We might want to have more open dialogue on verification and compliance. These are things for the future. The past has seen very limited discussions about compliance, and mostly in closely-held circles where we're trying to focus on WMD issues, which are sensitive from an information perspective. So we have to be careful with whom we share information about our sources and methods.

Q: How much involvement did your office have in the issue of CTBT verification, and is the effort dormant?

A: No, it's not. In fact, right now the really critical question relates to the fact that we are paying $20 million a year to the CTBO (Comprehensive Test Ban Treaty Organization), which is putting together an International Monitoring System. We're working very closely with the intelligence community to see what the benefits are of the utilization of the International Monitoring System to collect data which is relevant to nuclear testing monitoring.

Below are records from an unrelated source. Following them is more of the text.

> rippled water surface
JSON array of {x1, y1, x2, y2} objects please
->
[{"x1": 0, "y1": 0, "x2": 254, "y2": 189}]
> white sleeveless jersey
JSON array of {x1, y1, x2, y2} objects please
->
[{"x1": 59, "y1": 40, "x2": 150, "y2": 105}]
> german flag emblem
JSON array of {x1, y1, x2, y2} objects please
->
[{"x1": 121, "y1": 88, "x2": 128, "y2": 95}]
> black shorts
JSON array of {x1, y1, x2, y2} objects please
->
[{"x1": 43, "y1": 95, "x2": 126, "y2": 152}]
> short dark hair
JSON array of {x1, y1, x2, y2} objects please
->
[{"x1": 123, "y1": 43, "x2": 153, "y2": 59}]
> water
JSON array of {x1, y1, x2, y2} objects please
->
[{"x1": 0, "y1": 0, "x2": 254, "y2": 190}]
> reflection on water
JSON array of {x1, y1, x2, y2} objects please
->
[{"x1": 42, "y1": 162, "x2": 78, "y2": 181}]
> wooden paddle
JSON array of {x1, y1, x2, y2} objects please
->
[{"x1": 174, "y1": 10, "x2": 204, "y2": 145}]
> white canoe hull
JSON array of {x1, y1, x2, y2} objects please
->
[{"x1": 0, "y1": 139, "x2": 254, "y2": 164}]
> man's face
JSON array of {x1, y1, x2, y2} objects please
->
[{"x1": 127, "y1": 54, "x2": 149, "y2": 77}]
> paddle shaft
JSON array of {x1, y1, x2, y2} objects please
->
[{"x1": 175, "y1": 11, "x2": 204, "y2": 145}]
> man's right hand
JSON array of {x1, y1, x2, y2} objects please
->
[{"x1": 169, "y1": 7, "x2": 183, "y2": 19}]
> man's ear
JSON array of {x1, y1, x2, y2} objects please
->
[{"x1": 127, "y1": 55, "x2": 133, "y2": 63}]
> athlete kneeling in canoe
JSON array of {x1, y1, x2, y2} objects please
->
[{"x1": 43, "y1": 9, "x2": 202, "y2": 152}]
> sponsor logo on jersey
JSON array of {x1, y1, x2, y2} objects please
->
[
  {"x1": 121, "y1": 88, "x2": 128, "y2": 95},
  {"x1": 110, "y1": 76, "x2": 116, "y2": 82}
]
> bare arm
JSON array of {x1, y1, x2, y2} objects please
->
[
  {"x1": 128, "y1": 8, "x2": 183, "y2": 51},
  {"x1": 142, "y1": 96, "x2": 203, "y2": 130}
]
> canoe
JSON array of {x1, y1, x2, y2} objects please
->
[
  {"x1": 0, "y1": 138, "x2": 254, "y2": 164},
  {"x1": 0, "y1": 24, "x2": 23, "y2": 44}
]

They are separate exercises. The intelligence community has its own set, but the International Monitoring System is another set of data which is validated. It's high-standard data that does have some validity. And the question is what would happen if CTBT went away and you lost the International Monitoring System? What impact would that have on the United States' ability to collect that information about nuclear testing worldwide? That's a study that's under way right now.

What the International Monitoring System does is give everyone the same data. They may not analyze it like we do, and if they don't, we just say: "Look at this little glitch here that happened at this time yesterday, that we think is a nuclear test and here's why we think it's a nuclear test." So it provides information that we can take action on a compliance concern or a concern about use of WMD somewhere. So international information is good because it doesn't have to be sanitized. It generally is not as good as our intelligence, but it may be good enough. Or, we can point to it and say: "See that little squiggle there, we've got other sources of information about that, but trust us, that was a nuclear test." A dialogue like that is useful. It provides an open-source bit of information that we can use as we try to bring the world community together to address the compliance concerns.

Just knowing about it is only one step. What you try to do is fix it somehow. And usually it's going to take lots of discussions with allies and friends, and trying to get international attention focused on that concern. That is why open source data is very helpful and that's what treaties do for you. They provide open source data to allow you to address compliance concerns more readily.

Q: Has your office been asked to render any opinions about possible future modifications to the 1972 ABM Treaty?

A: In fact, yes. Since we are, by law, required to do compliance judgment on both U.S. and foreign behavior with respect to the treaty, we will be engaged in the process of determining what is compliant with the ABM. We would also look at any verification regime. If there were to be a modified agreement on ABM, and it was decided that a verification regime would benefit both the United States and Russia, we would be designing and working on that. We would be principle players in any verification regime that may come out of a future ABM agreement.

Q: How has advancing technology aided the mission of arms control compliance and verification over the past decade?

A: It's absolutely essential. Without technology you can never measure progress against the norm, which is what I call verification.

Even inspectors, when they show up and can see things, have to take pictures of what they see. You have to take measurements about what you see. So the measurement technologies and the sensing technologies are absolutely the foundation of all arms control agreements and commitments.